2017年の抗菌薬啓発週間は、11月13日から19日です。

この期間だけでなく、常に抗菌薬(抗生物質)の適正使用を心がけます。

このページでは、抗菌薬の適正使用についてとりあげます。


11月は薬剤耐性対策推進月間です。 

そして2017年11月13日から19日までの1週間は、抗菌薬啓発週間です。

 

抗菌薬(抗生物質)の不適切な使い方(乱用)による、薬剤耐性菌の世界的な広がりに対する取り組みの中で、世界的な規模の啓発週間は昨年から始まりました。

 

新しい抗菌薬の登場は、これから先も約束されたものではありません。抗菌薬は限りある医療資源といえます。当然ながら、現在の私たちで使い尽くしてよいものではありません。

抗菌薬が、次世代にとっても効果的な治療薬であり続けるためには、私たち全員が抗菌薬の適切な使い方を意識するべきです。

 

このポスターは2015年の抗菌薬啓発週間に使われたものです。

 

 


CDC(アメリカ疾病管理予防センター)は、抗菌薬の適正使用を訴えるために、「GET SMART」というキャンペーンを展開しています。

 

右の表は日本語に翻訳したものですが、私たちにとって身近な病気の原因がウイルスなのか細菌なのか、あるいは、抗菌薬を使って治療すべきものなのか、そうでないのか、わかりやすく説明されています。

 

私たち臨床家が、日常から病原体を推定し適正な治療方法を選択すべきことはもちろんですが、一般の方も自分の治療薬について考えてみる必要があります。

 

自分自身のためでもあり、自分以外の人たち(次世代の人たちを含む)のためでもあります。

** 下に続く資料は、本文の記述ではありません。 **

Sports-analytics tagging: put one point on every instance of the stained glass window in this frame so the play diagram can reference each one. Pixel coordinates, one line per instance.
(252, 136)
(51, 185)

左のグラフはアメリカで新しく承認された抗菌薬の数の推移を表しています。

 

1983年から1987年の5年間では16の新規抗菌薬が使われ始めましたが、その数は徐々に少なくなり、2008年から2012年ではわずか2つとなりました。

 

無限に新しい抗菌薬が開発されるわけではありません。抗菌薬の開発されるスピードを、病原菌が耐性を獲得するスピードが上回る状況がつづくと、私たちは治療に使える手段を失ってしまうことになります。それは恐ろしい世界です。


2017年2月15日の毎日新聞です

「薬剤耐性菌問題」についての記事が掲載されました。

 

一般の臨床家として取材を受けました。

抗菌薬使用に際しては細心の注意が必要であることなどをお話ししました。

 

複雑な話なんですが、記者の方にわかりやすくまとめていただきました。

 

日々臨床を行っている私たちが、抗菌薬の正しい使い方を徹底することが大切です。

 

そして薬を処方される立場の人たちも、「自分に処方された薬がなぜ必要なのか?」を考えてほしいと思います。

 

抗菌薬は限りある資源です。

少しでも多くの有効な抗菌薬を次世代に残すために、いますぐ行動を起こさなければなりません。